On uniqueness of end sums and 1-handles at infinity

TL;DR

This paper investigates the conditions under which the operation of end summing in noncompact manifolds is unique, revealing cases of nonuniqueness and establishing criteria for when uniqueness holds, with applications to 4-manifold smoothings.

Contribution

It identifies when end sum uniqueness fails and proves conditions for its validity, extending to handle slides and cancellations at infinity.

Findings

Nonuniqueness occurs with complicated fundamental group behavior at infinity.

Uniqueness holds for Mittag-Leffler ends.

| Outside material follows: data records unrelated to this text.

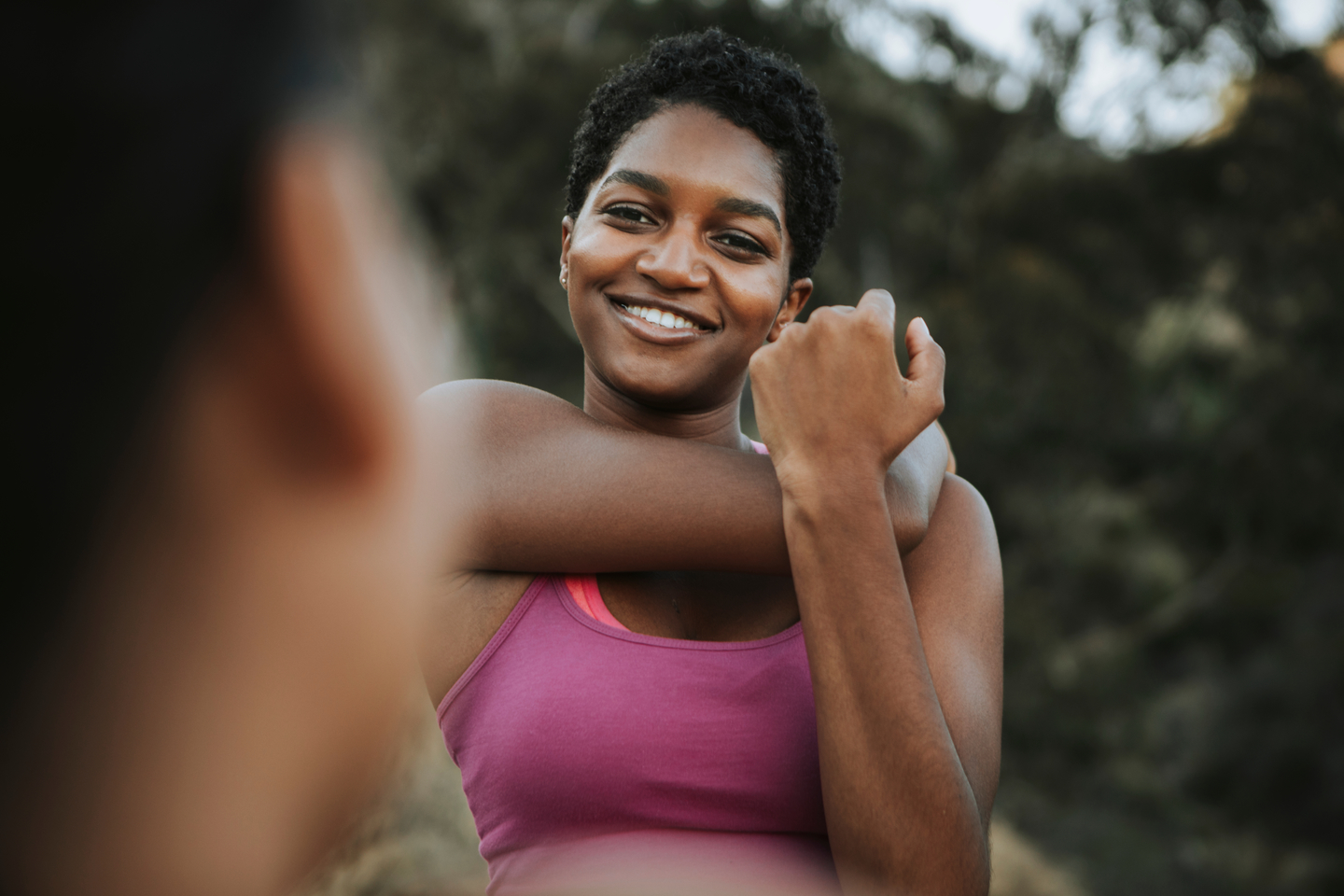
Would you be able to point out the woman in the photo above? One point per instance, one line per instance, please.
(647, 724)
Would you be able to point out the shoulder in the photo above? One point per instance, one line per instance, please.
(494, 412)
(964, 510)
(463, 395)
(460, 623)
(956, 568)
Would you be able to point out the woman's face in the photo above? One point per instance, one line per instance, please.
(678, 266)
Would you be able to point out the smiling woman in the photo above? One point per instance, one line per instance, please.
(726, 724)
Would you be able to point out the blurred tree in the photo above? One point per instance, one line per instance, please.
(1145, 381)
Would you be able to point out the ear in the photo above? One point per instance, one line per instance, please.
(566, 232)
(791, 306)
(321, 364)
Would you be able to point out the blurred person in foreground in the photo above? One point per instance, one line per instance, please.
(214, 544)
(720, 728)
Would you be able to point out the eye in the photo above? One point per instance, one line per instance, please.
(741, 244)
(632, 214)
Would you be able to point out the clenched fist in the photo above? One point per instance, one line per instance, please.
(830, 397)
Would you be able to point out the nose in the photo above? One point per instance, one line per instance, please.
(675, 262)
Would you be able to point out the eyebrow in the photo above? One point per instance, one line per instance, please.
(751, 210)
(660, 187)
(641, 180)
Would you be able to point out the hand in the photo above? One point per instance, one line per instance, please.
(831, 399)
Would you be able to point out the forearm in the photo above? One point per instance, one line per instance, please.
(544, 486)
(901, 812)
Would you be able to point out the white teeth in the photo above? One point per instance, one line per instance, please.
(662, 318)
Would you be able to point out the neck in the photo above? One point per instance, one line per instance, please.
(720, 424)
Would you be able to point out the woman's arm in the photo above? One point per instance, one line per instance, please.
(549, 488)
(904, 656)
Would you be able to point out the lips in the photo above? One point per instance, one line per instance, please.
(660, 318)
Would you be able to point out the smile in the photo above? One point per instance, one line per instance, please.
(666, 320)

Applications include analyzing smoothings of noncompact 4-manifolds.

Abstract

For oriented manifolds of dimension at least 4 that are simply connected at infinity, it is known that end summing is a uniquely defined operation. Calcut and Haggerty showed that more complicated fundamental group behavior at infinity can lead to nonuniqueness. The present paper examines how and when uniqueness fails. Examples are given, in the categories TOP, PL and DIFF, of nonuniqueness that cannot be detected in a weaker category (including the homotopy category). In contrast, uniqueness is proved for Mittag-Leffler ends, and generalized to allow slides and cancellation of (possibly infinite) collections of 0- and 1-handles at infinity. Various applications are presented, including an analysis of how the monoid of smooth manifolds homeomorphic to R^4 acts on the smoothings of any noncompact 4-manifold.